2013 Snowmobiles of the Year: Best of the Flatlanders
We pick our annual favorites
Story by the Editors @ Snowmobile.com, Photography by Jerry Bassett, Arctic Cat, Ski-Doo, Polaris, Oct 01, 2012
Checking over the fleet of new-for-2013 snowmobiles leaves us with as many questions as answers. We believed that Arctic Cat would continue to develop its new ProCross models and make them better as engineers solved some typical early Year One issues. Frankly we expected more from Ski-Doo, but the company’s MXZ models hold a healthy lead in the big bump trail market. Polaris continues to be popular with both trail and off-trail ridership. That leaves Yamaha, whose only really new product for 2013 was its kiddie sled, the SRX 120 and a nicely updated Nytro XTX off-trail sport model.
2013 offers no big, big news from anyone in the trail, two-up for utility markets, as the manufacturers expanded on successes more than bringing us all-new models. Although we’re certain that the sled makers would disagree with our cavalier findings. Still, we found sleds to like, some we liked quite a bit more than others, but in many cases we find the 2013 crop of models almost too close to pick a class leader. Bring on the hanging chads as we cast our votes for Best Sleds of 2013.
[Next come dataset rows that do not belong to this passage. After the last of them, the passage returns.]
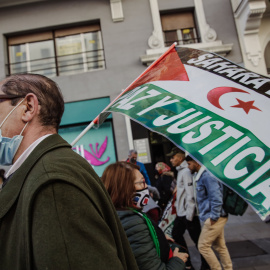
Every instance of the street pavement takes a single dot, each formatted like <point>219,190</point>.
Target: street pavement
<point>248,241</point>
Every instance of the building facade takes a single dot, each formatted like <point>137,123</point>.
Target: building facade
<point>252,20</point>
<point>95,48</point>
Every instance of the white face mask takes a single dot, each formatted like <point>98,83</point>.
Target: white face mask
<point>141,197</point>
<point>9,146</point>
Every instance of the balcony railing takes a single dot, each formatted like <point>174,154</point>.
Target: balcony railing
<point>183,41</point>
<point>60,65</point>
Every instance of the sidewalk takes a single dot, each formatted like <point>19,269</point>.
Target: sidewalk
<point>248,241</point>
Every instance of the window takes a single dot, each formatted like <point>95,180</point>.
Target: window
<point>57,52</point>
<point>179,27</point>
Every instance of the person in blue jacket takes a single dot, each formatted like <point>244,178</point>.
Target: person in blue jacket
<point>132,158</point>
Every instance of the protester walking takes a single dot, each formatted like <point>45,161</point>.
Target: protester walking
<point>209,197</point>
<point>54,211</point>
<point>129,193</point>
<point>185,205</point>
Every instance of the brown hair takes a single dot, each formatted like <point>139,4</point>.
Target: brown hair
<point>118,179</point>
<point>47,91</point>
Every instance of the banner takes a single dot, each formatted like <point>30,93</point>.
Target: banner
<point>212,108</point>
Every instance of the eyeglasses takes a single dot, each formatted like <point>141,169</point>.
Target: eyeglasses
<point>140,183</point>
<point>5,97</point>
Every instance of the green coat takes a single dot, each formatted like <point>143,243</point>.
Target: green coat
<point>142,244</point>
<point>56,214</point>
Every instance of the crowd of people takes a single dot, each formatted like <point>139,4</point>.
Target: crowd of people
<point>56,213</point>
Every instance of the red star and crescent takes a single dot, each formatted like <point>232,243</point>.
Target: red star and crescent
<point>246,106</point>
<point>214,95</point>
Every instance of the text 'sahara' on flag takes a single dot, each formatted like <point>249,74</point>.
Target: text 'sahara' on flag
<point>212,108</point>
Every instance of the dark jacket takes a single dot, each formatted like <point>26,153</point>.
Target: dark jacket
<point>142,244</point>
<point>209,197</point>
<point>56,214</point>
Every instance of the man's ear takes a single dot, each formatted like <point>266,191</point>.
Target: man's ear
<point>31,107</point>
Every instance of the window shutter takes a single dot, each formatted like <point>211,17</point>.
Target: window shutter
<point>177,21</point>
<point>76,30</point>
<point>29,38</point>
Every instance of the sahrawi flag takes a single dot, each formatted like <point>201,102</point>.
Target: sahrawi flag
<point>212,108</point>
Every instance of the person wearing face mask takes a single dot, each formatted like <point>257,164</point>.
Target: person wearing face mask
<point>132,158</point>
<point>129,193</point>
<point>54,211</point>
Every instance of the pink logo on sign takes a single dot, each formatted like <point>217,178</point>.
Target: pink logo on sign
<point>94,156</point>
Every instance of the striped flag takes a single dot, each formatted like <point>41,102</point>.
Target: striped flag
<point>212,108</point>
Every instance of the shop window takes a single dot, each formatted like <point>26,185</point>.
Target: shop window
<point>179,27</point>
<point>57,52</point>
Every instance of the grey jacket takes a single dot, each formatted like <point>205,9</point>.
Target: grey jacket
<point>185,203</point>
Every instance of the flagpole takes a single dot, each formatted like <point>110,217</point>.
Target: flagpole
<point>96,119</point>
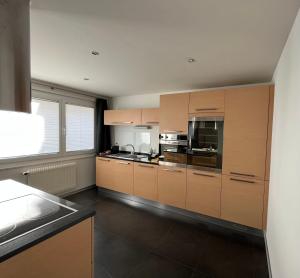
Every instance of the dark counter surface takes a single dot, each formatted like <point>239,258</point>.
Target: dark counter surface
<point>9,190</point>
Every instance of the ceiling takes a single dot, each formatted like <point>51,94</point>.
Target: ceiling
<point>144,44</point>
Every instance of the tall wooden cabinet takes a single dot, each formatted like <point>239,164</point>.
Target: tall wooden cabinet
<point>174,113</point>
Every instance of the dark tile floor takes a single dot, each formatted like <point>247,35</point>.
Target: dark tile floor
<point>133,242</point>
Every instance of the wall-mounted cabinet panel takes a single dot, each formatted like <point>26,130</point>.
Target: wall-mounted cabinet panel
<point>150,116</point>
<point>172,186</point>
<point>245,131</point>
<point>242,201</point>
<point>123,176</point>
<point>105,172</point>
<point>206,102</point>
<point>203,192</point>
<point>145,181</point>
<point>123,117</point>
<point>174,113</point>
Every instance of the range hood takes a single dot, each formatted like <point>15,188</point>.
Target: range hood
<point>15,77</point>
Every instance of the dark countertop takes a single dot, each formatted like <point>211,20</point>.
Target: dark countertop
<point>139,160</point>
<point>10,189</point>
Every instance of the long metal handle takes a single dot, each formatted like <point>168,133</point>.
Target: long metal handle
<point>102,159</point>
<point>241,174</point>
<point>204,109</point>
<point>146,166</point>
<point>204,175</point>
<point>242,180</point>
<point>125,163</point>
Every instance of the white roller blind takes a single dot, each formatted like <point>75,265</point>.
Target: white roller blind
<point>30,134</point>
<point>80,124</point>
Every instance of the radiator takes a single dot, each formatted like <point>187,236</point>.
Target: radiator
<point>53,178</point>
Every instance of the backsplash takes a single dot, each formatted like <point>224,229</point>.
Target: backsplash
<point>143,139</point>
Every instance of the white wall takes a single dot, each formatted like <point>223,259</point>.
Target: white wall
<point>283,229</point>
<point>142,139</point>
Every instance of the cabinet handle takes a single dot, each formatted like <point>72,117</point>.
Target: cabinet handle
<point>204,175</point>
<point>241,174</point>
<point>125,163</point>
<point>242,180</point>
<point>203,109</point>
<point>106,160</point>
<point>172,170</point>
<point>146,166</point>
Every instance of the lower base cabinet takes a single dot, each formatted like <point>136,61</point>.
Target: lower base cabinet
<point>172,186</point>
<point>204,192</point>
<point>242,201</point>
<point>145,181</point>
<point>68,254</point>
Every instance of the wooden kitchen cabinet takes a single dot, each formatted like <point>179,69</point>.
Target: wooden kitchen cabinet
<point>123,117</point>
<point>246,131</point>
<point>174,113</point>
<point>68,254</point>
<point>105,172</point>
<point>203,192</point>
<point>242,201</point>
<point>145,181</point>
<point>207,102</point>
<point>172,186</point>
<point>150,116</point>
<point>123,176</point>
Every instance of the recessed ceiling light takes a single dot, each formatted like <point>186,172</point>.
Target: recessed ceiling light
<point>191,60</point>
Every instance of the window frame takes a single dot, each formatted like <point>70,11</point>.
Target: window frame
<point>63,98</point>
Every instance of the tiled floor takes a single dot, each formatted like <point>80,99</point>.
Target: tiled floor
<point>133,242</point>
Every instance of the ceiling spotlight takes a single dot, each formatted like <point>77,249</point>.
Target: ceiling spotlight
<point>191,60</point>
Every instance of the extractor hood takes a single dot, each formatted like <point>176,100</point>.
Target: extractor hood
<point>15,78</point>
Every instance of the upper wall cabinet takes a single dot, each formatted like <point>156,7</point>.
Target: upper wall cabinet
<point>174,113</point>
<point>123,117</point>
<point>150,116</point>
<point>246,131</point>
<point>206,102</point>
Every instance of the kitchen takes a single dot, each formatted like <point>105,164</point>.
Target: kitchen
<point>137,157</point>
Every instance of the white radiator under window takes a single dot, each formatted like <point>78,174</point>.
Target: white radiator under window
<point>53,178</point>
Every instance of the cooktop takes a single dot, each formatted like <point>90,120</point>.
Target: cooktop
<point>22,215</point>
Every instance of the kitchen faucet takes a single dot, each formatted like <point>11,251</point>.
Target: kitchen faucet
<point>133,149</point>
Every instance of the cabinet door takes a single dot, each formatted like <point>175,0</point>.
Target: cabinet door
<point>172,186</point>
<point>174,113</point>
<point>123,176</point>
<point>245,131</point>
<point>105,172</point>
<point>150,116</point>
<point>206,102</point>
<point>145,181</point>
<point>123,117</point>
<point>203,192</point>
<point>242,201</point>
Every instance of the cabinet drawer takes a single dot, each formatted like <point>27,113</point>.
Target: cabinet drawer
<point>104,172</point>
<point>123,176</point>
<point>206,102</point>
<point>145,181</point>
<point>242,200</point>
<point>172,186</point>
<point>203,192</point>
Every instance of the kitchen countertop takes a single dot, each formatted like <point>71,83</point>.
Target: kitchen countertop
<point>10,189</point>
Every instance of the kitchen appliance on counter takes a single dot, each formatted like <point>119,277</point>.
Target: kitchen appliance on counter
<point>173,148</point>
<point>205,142</point>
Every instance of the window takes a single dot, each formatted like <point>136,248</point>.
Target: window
<point>80,127</point>
<point>30,134</point>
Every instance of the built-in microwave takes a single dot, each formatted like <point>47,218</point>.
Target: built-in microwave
<point>205,141</point>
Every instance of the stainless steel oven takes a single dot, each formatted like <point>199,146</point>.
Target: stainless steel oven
<point>205,142</point>
<point>173,148</point>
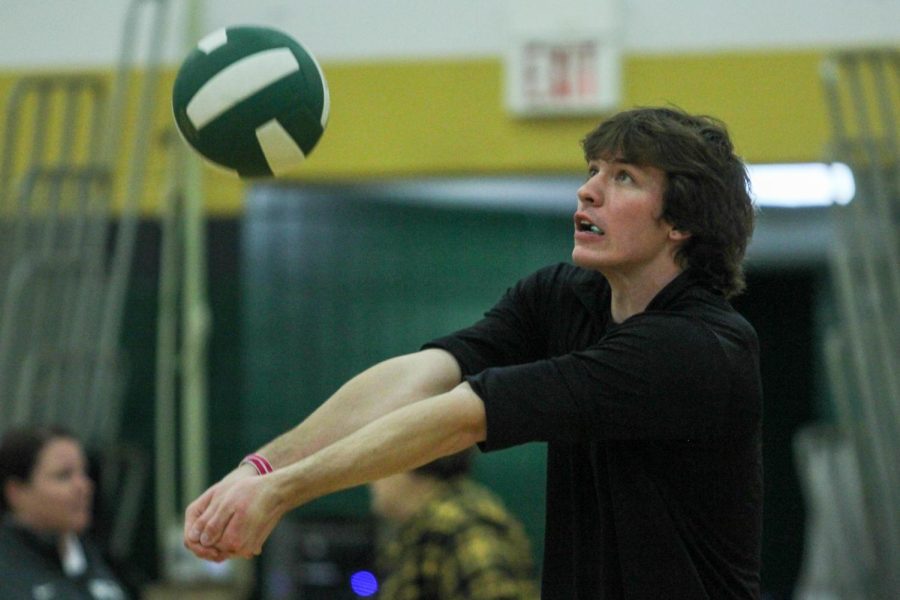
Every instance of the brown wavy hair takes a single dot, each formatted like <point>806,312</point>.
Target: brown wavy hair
<point>707,190</point>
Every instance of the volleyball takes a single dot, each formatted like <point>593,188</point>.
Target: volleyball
<point>252,100</point>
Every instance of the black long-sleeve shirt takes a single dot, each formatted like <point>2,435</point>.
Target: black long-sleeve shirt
<point>654,483</point>
<point>30,567</point>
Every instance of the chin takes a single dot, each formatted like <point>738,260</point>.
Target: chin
<point>586,260</point>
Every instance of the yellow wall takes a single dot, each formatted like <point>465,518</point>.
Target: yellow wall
<point>447,117</point>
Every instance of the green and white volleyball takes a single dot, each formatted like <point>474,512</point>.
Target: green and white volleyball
<point>252,100</point>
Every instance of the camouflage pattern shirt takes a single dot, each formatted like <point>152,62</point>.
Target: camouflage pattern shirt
<point>463,545</point>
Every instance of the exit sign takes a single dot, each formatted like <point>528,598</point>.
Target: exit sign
<point>568,76</point>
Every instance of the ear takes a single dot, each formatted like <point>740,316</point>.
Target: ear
<point>12,491</point>
<point>678,235</point>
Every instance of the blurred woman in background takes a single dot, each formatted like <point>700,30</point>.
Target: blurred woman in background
<point>45,508</point>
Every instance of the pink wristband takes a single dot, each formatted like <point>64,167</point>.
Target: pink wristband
<point>259,462</point>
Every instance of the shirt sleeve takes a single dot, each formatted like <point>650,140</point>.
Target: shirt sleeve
<point>512,332</point>
<point>658,375</point>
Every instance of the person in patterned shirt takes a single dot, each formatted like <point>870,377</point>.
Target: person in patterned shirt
<point>447,537</point>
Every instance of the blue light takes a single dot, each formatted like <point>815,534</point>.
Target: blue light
<point>363,584</point>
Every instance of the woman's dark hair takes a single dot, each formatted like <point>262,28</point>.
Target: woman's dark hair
<point>19,450</point>
<point>707,190</point>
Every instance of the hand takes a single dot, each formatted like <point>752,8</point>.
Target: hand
<point>232,518</point>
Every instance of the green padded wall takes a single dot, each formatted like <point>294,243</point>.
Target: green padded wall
<point>337,279</point>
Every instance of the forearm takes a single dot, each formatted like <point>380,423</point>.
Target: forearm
<point>375,392</point>
<point>399,441</point>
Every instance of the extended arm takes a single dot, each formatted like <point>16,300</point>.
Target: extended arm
<point>238,521</point>
<point>378,391</point>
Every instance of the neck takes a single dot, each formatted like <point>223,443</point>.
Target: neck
<point>631,294</point>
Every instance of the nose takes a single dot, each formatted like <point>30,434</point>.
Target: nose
<point>590,193</point>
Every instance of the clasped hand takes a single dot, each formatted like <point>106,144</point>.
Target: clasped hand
<point>233,517</point>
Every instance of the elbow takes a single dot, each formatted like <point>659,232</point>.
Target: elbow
<point>473,422</point>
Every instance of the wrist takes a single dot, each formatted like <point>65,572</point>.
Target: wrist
<point>258,462</point>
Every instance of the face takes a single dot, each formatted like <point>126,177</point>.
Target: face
<point>618,225</point>
<point>59,495</point>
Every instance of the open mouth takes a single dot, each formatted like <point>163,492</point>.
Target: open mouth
<point>585,225</point>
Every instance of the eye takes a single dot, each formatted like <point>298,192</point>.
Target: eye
<point>624,176</point>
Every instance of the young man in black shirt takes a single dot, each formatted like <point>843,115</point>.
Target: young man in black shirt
<point>630,364</point>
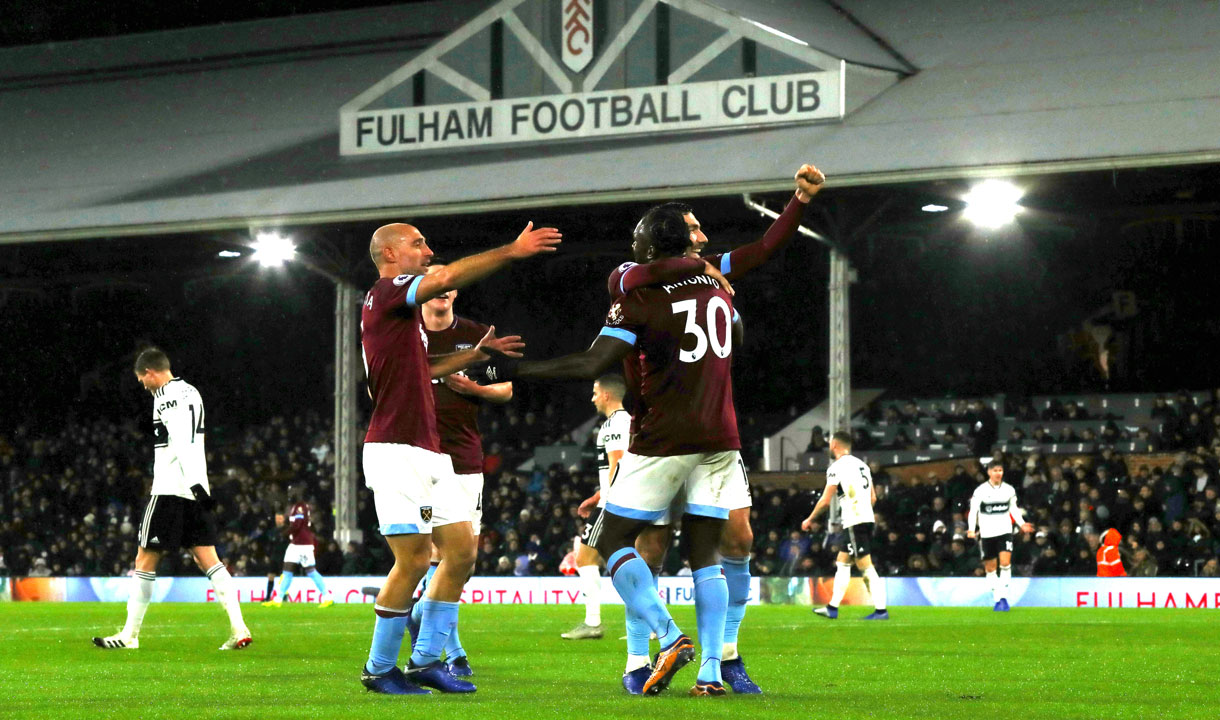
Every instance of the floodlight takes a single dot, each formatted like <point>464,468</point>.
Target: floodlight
<point>272,249</point>
<point>992,204</point>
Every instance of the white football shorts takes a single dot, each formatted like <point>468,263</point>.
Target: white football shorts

The Thief River Falls, Minn. pioneering sled maker is once again primarily a snowmobile company as sled sales again bring in more revenues than its ATV and side-by-side lines. Arctic Cat invested heavily in the new model. Supposedly it is the final complete line overseen by chief Arctic Cat snowmobile guru Roger Skime. When the new sled was introduced to the media last year, Skime noted that this would be his last sled project. Well, don’t always believe everything you hear, even if it was from Roger Skime himself. He won’t simply ride away from Arctic Cat after influencing six decades of Cat sleds. This has never been a job for him. It’s a labor of love and we hear that he still issues important opinions about Arctic Cat snowmobile products, even though he claimed he would be retiring. Right!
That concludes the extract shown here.